15. The method according to any previous claim, comprising storing the reference sets of descriptors; and wherein matching the first set of descriptors to the corresponding first reference set of descriptors comprises matching the first set of descriptors to the corresponding first set of descriptors of the stored reference sets of descriptors.

16. The method according to any previous claim, wherein computing the first set of descriptors, including the first descriptor, of the first set of landmarks uses a set of lookup tables, including a first lookup table.

17. The method according to claim 16, comprising generating the first lookup table at compile time and using the first lookup table at runtime.

18. The method according to claim 16, comprising generating the first lookup table at runtime upon the first calculation of a given value thereof.

19. The method according to any previous claim, comprising simultaneously computing two or more values and/or relationally computing using two or more values.

20. The method according to any previous claim, wherein computing the first set of descriptors, including the first descriptor, of the first set of landmarks comprises parallel processing of the first set of landmarks.

21 . The method according to any previous claim, wherein computing the first set of descriptors, including the first descriptor, of the first set of landmarks comprises triangulating the first landmark with respect to a respective node and a landmark of the first set of landmarks.

22. The method according to any previous claim, comprising: representing the first set of landmarks as a first signature; representing the reference sets of landmarks as respective reference signatures; and correlating the first signature and a reference signature, thereby approximating the first location of the radar sensor.

23. The method according to claim 22, wherein accessing the reference sets of landmarks comprising selectively accessing the reference set of landmarks represented by the reference signature.

24. The method according any previous claim, wherein a landcraft or a watercraft comprises the radar sensor.

25. A computer-implemented method of controlling a landcraft or a watercraft comprising a radar sensor, the method comprising: localizing the radar sensor according to any previous claim; and controlling the landcraft or the watercraft using the first location.

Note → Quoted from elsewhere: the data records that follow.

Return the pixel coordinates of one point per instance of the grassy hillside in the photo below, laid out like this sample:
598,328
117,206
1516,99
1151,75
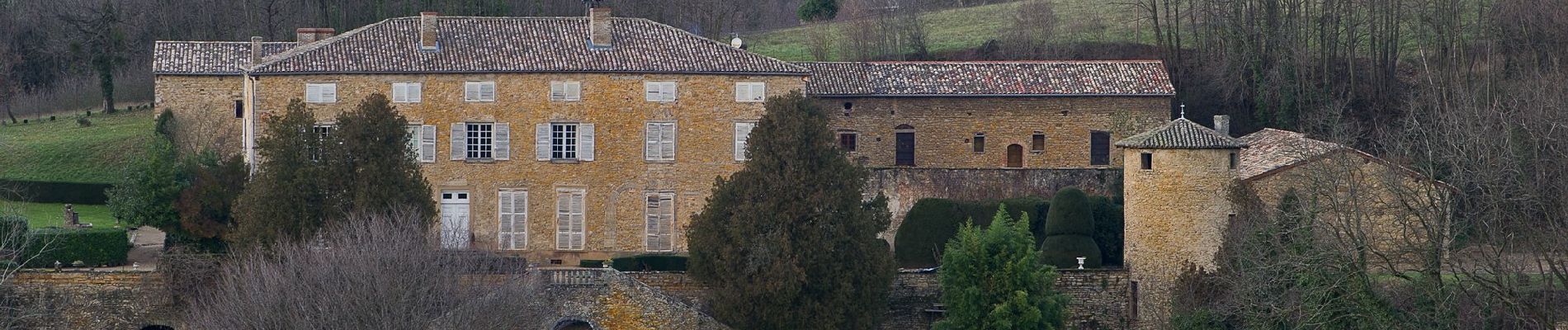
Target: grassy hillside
960,29
62,150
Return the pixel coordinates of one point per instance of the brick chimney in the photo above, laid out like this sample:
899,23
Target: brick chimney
1222,124
599,27
427,30
305,35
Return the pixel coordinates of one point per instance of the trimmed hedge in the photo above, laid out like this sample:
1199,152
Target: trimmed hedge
932,223
649,263
55,191
90,246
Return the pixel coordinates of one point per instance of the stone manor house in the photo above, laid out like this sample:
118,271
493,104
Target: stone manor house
587,138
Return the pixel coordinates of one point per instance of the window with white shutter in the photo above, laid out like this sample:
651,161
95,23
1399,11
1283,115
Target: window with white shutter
513,211
750,91
660,91
660,216
569,219
320,92
566,91
479,91
480,141
659,141
742,134
407,92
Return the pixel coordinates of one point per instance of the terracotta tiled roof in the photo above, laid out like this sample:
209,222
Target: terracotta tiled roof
207,57
1272,149
989,78
519,45
1181,134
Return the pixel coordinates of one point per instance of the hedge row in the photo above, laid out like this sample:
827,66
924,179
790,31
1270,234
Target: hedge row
90,246
649,263
55,191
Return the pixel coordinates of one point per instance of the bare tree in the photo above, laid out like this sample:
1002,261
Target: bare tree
371,272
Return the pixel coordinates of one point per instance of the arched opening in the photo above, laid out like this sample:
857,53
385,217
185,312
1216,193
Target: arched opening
573,324
1015,155
904,144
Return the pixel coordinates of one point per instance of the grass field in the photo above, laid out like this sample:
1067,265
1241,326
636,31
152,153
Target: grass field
62,150
963,29
52,214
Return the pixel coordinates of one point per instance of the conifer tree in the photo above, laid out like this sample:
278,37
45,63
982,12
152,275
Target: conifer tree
787,241
1070,229
993,279
371,167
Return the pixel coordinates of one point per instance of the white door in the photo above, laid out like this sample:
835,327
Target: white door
454,219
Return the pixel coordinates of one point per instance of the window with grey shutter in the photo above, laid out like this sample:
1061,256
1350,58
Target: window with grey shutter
502,141
458,141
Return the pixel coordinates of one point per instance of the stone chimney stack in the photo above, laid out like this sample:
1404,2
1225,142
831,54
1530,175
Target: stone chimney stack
599,29
1222,124
427,30
305,35
256,50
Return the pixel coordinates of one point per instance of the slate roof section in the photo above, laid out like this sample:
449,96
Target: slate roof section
989,78
1272,149
1181,134
519,45
207,57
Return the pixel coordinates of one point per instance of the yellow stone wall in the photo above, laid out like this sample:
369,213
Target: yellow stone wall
944,127
203,108
615,182
1175,213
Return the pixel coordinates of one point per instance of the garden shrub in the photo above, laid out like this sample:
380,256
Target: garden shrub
1070,229
649,263
90,246
932,223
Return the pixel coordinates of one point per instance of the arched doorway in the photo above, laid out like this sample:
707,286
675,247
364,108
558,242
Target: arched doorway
904,144
1015,157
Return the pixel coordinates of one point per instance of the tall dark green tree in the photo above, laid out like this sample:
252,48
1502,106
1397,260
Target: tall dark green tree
787,241
1070,229
369,165
993,279
286,196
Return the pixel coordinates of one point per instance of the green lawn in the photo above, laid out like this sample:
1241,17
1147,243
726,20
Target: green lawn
963,29
52,214
62,150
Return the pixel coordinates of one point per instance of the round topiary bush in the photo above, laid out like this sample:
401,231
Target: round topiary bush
1070,229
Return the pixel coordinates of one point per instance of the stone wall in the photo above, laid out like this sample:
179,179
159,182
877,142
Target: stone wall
944,127
904,186
80,299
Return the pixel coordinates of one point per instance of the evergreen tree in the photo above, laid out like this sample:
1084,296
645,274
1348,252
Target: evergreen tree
1070,229
787,241
371,167
284,199
993,279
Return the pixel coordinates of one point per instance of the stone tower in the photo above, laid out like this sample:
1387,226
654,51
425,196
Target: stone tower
1175,182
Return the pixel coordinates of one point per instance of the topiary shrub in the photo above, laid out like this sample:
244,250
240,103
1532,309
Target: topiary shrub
1070,229
649,263
90,246
932,223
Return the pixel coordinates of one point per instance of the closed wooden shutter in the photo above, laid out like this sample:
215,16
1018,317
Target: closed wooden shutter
502,141
585,141
458,141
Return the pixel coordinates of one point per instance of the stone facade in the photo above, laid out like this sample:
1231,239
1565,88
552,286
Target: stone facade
204,110
80,299
944,127
904,186
1176,213
615,182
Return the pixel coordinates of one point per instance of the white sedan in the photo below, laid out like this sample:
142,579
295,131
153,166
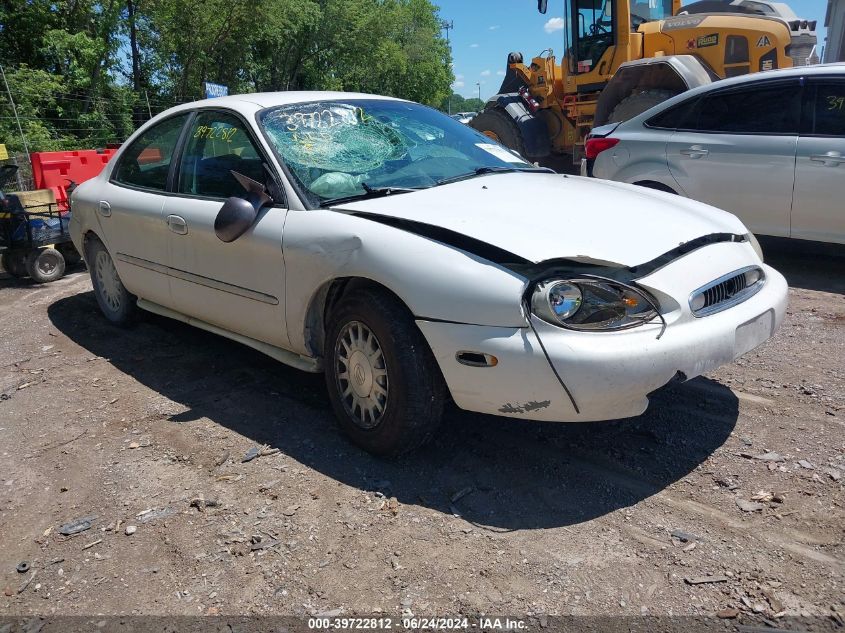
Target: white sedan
411,259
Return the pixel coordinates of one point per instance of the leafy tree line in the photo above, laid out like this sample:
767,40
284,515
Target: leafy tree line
456,103
84,73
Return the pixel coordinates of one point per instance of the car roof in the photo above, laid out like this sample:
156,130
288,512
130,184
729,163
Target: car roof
834,69
249,101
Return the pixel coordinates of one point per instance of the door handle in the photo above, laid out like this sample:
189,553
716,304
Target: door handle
177,224
695,151
831,159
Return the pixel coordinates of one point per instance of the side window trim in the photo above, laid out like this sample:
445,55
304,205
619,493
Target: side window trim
690,103
183,144
113,176
178,153
762,85
809,103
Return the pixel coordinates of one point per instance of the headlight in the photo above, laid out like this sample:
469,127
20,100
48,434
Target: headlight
591,304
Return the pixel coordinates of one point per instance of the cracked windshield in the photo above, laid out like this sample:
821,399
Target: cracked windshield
338,150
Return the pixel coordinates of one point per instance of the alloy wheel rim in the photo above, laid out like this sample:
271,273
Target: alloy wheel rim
361,374
108,283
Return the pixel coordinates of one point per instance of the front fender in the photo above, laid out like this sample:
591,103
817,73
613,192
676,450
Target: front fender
436,281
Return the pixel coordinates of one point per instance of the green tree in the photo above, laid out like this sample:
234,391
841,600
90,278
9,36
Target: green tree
87,72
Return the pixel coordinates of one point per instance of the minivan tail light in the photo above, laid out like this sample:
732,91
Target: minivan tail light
596,146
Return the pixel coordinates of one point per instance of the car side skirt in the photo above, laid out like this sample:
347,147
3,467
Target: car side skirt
298,361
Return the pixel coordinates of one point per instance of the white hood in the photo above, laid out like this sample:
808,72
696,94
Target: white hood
541,216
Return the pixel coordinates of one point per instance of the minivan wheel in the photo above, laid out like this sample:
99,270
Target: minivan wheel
115,301
388,402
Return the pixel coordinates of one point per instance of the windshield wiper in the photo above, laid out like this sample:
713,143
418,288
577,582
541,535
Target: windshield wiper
369,193
480,171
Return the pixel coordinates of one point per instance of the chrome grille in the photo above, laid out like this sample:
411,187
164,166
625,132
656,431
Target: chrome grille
726,291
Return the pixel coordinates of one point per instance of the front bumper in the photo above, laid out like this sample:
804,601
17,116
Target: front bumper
609,375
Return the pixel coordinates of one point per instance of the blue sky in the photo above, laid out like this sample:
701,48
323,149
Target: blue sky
487,30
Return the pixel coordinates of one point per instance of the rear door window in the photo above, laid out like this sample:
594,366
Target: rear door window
675,117
146,162
824,110
763,109
218,144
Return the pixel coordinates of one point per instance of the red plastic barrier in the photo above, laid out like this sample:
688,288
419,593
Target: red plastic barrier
55,170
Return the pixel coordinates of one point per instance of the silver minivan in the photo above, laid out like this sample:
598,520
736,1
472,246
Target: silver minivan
768,147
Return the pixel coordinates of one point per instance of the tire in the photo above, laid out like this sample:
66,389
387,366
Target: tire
116,303
45,265
638,103
71,255
496,124
388,394
14,264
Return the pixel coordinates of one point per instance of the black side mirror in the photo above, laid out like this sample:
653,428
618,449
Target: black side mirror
238,214
234,219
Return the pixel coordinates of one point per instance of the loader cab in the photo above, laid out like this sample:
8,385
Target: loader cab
592,28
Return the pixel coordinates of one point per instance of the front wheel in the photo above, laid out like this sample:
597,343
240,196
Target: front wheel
384,384
115,301
45,265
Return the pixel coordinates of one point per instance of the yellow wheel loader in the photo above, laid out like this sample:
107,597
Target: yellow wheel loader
625,56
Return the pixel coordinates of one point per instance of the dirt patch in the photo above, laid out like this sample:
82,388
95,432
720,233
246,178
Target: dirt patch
146,431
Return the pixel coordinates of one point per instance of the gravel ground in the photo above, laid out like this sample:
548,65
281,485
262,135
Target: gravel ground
725,497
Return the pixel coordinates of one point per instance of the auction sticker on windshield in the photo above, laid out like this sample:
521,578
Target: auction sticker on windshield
499,152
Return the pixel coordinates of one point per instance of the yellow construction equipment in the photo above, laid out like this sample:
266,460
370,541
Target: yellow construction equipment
625,56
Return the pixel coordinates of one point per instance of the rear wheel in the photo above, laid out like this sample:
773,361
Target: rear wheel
638,103
45,265
15,264
69,252
115,301
384,384
496,124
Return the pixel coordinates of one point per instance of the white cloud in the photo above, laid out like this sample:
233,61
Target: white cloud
554,24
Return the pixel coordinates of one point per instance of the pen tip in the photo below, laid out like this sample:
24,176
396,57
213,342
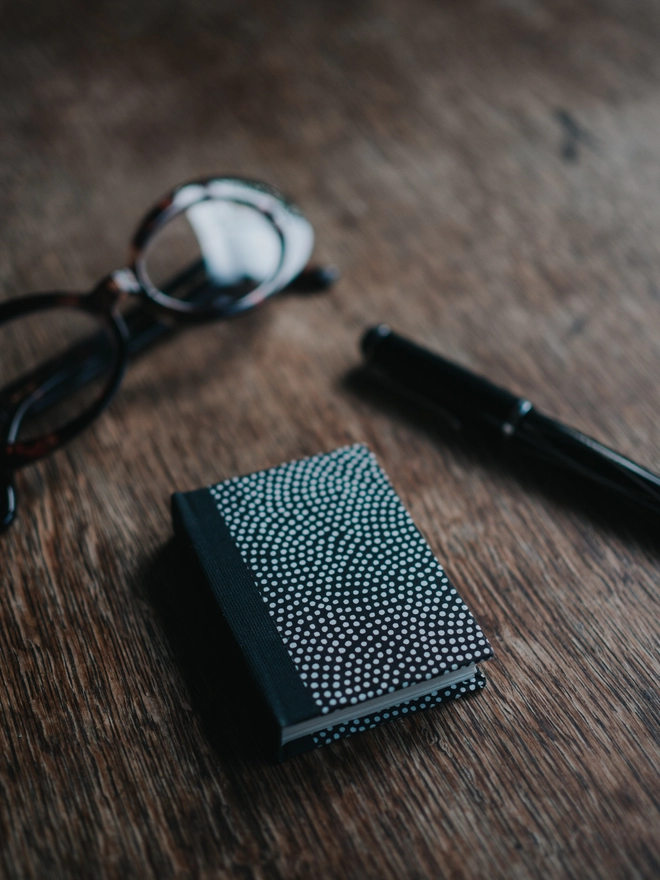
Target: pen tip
372,337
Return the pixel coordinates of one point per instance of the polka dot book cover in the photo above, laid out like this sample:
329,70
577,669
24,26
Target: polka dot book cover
341,616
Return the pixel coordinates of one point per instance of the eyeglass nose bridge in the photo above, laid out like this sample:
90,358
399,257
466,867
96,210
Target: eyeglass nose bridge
112,289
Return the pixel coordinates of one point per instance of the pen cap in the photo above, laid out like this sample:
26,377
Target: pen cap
478,405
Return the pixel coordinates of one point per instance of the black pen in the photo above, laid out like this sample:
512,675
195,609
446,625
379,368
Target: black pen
473,404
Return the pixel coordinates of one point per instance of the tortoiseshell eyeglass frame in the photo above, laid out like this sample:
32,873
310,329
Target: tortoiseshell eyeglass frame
157,309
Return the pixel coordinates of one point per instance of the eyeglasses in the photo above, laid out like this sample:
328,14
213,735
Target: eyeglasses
210,249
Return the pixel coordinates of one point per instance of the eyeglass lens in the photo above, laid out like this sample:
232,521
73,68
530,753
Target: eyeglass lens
238,246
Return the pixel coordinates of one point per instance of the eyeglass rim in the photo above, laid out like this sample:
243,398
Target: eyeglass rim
18,454
293,229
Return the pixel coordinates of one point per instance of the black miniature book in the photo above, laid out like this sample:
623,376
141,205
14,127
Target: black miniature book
341,616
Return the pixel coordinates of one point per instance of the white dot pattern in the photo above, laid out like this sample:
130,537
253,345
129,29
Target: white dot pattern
400,710
358,598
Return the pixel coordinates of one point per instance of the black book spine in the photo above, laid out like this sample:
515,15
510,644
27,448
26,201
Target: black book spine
260,651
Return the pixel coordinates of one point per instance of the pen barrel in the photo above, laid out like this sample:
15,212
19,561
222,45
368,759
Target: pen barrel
490,413
479,406
547,440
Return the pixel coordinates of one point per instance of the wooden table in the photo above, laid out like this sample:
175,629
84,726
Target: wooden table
487,177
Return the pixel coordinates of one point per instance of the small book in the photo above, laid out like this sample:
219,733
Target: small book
340,614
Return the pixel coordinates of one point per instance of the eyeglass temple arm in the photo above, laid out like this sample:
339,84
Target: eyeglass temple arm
89,359
7,500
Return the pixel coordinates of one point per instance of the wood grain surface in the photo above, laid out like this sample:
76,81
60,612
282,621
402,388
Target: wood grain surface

26. A computer comprising a processor and a memory configured to perform a method according to any previous claim, a computer program comprising instructions which, when executed by a computer comprising a processor and a memory, cause the computer to perform a method according to any previous claim or a non-transient computer-readable storage medium comprising instructions which, when executed by a computer comprising a processor and a memory, cause the computer to perform a method according to any previous claim.

27. A landcraft or a watercraft comprising a radar sensor and a computer according to claim 26.